Now you can start the processors in the flow! The file /tmp/in/test.txt will disappear and three files will appear in /tmp/out/. The three files will have random UUIDs for filenames thanks to the UpdateAttribute processor. If we look at the contents of each of these files we see:

First file:

{"entities":[{"text":"George Washington","confidence":0.96,"span":{"tokenStart":0,"tokenEnd":2},"type":"person","languageCode":"eng","extractionDate":1514488188929,"metadata":{"x-model-filename":"mtnfog-en-person.bin"}}],"extractionTime":84}

Second file:

{"entities":[],"extractionTime":7}

Third file:

{"entities":[{"text":"Martha Washington","confidence":0.89,"span":{"tokenStart":0,"tokenEnd":2},"type":"person","languageCode":"eng","extractionDate":1514488189026,"metadata":{"x-model-filename":"mtnfog-en-person.bin"}}],"extractionTime":2}

The input text was broken into three sentences so we have three output files. In the first file we see that George Washington was extracted as a person entity. The second file did not have any entities. The third file had Martha Washington as a person entity. Our NLP pipeline orchestrated by Apache NiFi read the input, broke it into sentences, broke each sentence into tokens, and then identified named-entities from the tokens.

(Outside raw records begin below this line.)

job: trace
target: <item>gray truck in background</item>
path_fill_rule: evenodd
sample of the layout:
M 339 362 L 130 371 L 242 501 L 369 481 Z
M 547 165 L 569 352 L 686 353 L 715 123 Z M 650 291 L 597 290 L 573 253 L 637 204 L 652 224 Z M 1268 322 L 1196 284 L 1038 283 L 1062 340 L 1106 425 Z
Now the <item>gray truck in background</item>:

This flow assumed the language would always be English but if you are unsure you can add another InvokeHTTP processor to utilize Renku Language Detection Engine. This will enable language detection inside your flow and you can route the FlowFiles through the flow based on the detected language giving you a very powerful NLP pipeline.

There's a lot of cool stuff here but arguably one of the coolest is that by using the NLP Building Blocks you don't have to pay per-request pricing that many of the NLP services charge. You can run this pipeline as much as you need to. And if you are in an environment where your text can't leave your network, this pipeline can be run completely behind a firewall (just like we did in this post).